Key Words: Crash box, crushing load, energy absorption, FEA, ANSYS

1. Shape Selection

   In previous research papers, the study is done for circular, square, Hexagon Sections. The impact test results are obtained. In this paper, Triangular section, Rectangular Section, Hexagonal Section are analyzed and manufacturing of Crash Box for weight optimization is proposed. Using this cross section, we are also analyzing another set of geometry for Crash Box.

   1. INTRODUCTION

      Naturally, there is an increase in the number of vehicles on the road with increase in the populace. The rate of motor vehicle accidents globally is alarming. The trend in the rate of road accidents is the same in many countries and it is growing. It is estimated that 1.2 million people are killed in road crashes and nearly 50 million are injured worldwide every year. In order to ensure the drivers safety in case of high-speed crashes, special impact structures are designed to absorb the race cars kinetic energy and limit the deceleration acting on the human body. These energy absorbing structures are made of laminated composite sandwich materials – like the whole monocoque chassis – and have to meet defined crash test requirements specified by the Formula SAE Rules and Regulations. This study covers the crash behavior of the front impact structure of crash box for maximum energy absorption and minimum critical deformation. When the body of occupant is moving (say at 55 kmph), it has a certain amount of kinetic energy. After the crash, when it comes to a complete stop, it will have zero kinetic energy. To minimize risk of injury, removing the kinetic energy as slowly Crash Box with which a car is equipped at the front end of its front side frame, is one of the most important automotive parts for crash energy absorption. Generated energy of the vehicle collided have been absorbed mainly by the plastic deformation of crash box.Position and structure of the crash box in the body structure as shown in Fig. 1.In order to make crash box absorb the entire energy in the low-speed collision, it requires that the impact force is evenly distributed, and the force value is not more than the value of permits to protect other structures from damage, and all the Kinetic Energy were absorbed.

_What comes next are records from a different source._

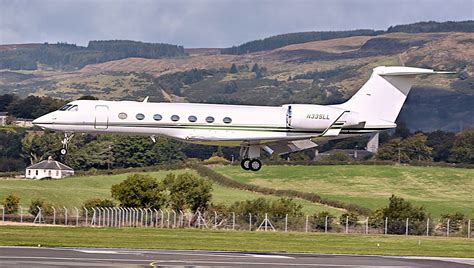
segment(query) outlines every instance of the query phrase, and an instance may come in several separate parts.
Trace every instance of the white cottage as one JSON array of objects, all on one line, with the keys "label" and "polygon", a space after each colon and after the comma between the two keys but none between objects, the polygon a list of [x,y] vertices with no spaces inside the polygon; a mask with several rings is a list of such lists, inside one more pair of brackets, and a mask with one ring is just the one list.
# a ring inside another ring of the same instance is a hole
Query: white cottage
[{"label": "white cottage", "polygon": [[51,157],[49,157],[48,160],[43,160],[27,167],[25,173],[26,178],[30,179],[61,179],[71,175],[74,175],[74,169],[63,163],[54,161]]}]

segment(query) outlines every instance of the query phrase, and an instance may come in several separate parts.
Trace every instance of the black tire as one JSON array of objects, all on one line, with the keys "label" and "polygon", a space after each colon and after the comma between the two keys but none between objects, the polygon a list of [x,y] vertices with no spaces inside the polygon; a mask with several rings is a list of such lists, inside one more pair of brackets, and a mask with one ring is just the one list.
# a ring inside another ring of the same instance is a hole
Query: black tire
[{"label": "black tire", "polygon": [[262,162],[258,159],[253,159],[250,161],[250,170],[252,171],[259,171],[262,168]]},{"label": "black tire", "polygon": [[242,159],[242,161],[240,161],[240,166],[244,169],[244,170],[250,170],[250,159],[248,158],[244,158]]}]

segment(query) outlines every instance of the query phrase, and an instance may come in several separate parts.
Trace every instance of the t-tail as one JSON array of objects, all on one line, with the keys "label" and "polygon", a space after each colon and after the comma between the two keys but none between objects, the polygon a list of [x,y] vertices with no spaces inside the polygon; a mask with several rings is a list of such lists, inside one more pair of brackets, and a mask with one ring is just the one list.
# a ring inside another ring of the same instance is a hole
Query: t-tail
[{"label": "t-tail", "polygon": [[376,67],[362,88],[337,106],[358,113],[360,118],[394,123],[415,84],[415,76],[451,73],[414,67]]}]

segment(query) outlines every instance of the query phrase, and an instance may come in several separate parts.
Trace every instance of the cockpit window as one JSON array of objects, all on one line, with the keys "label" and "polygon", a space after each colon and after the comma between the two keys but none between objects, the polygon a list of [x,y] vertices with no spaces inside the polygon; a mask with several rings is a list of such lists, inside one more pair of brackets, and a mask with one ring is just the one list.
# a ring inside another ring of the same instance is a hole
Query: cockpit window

      FIGURE. 1 Crash Box and Crash Box Assembly

2. Material Selection:-

Previously, most of the crash boxes are made of steel. However, in mid-80s the application of polymer composite material has been introduced to replace conventional material such as plastic, aluminum, and metal. There are many past research have been conducted using polymer composite where it can offer low weight, easier to produce complex shape, and high impact energy absorption capacity. The use of composite has been introduced to replace the use of conventional materials because it has an advantage of low density, high specific strength and stiffness.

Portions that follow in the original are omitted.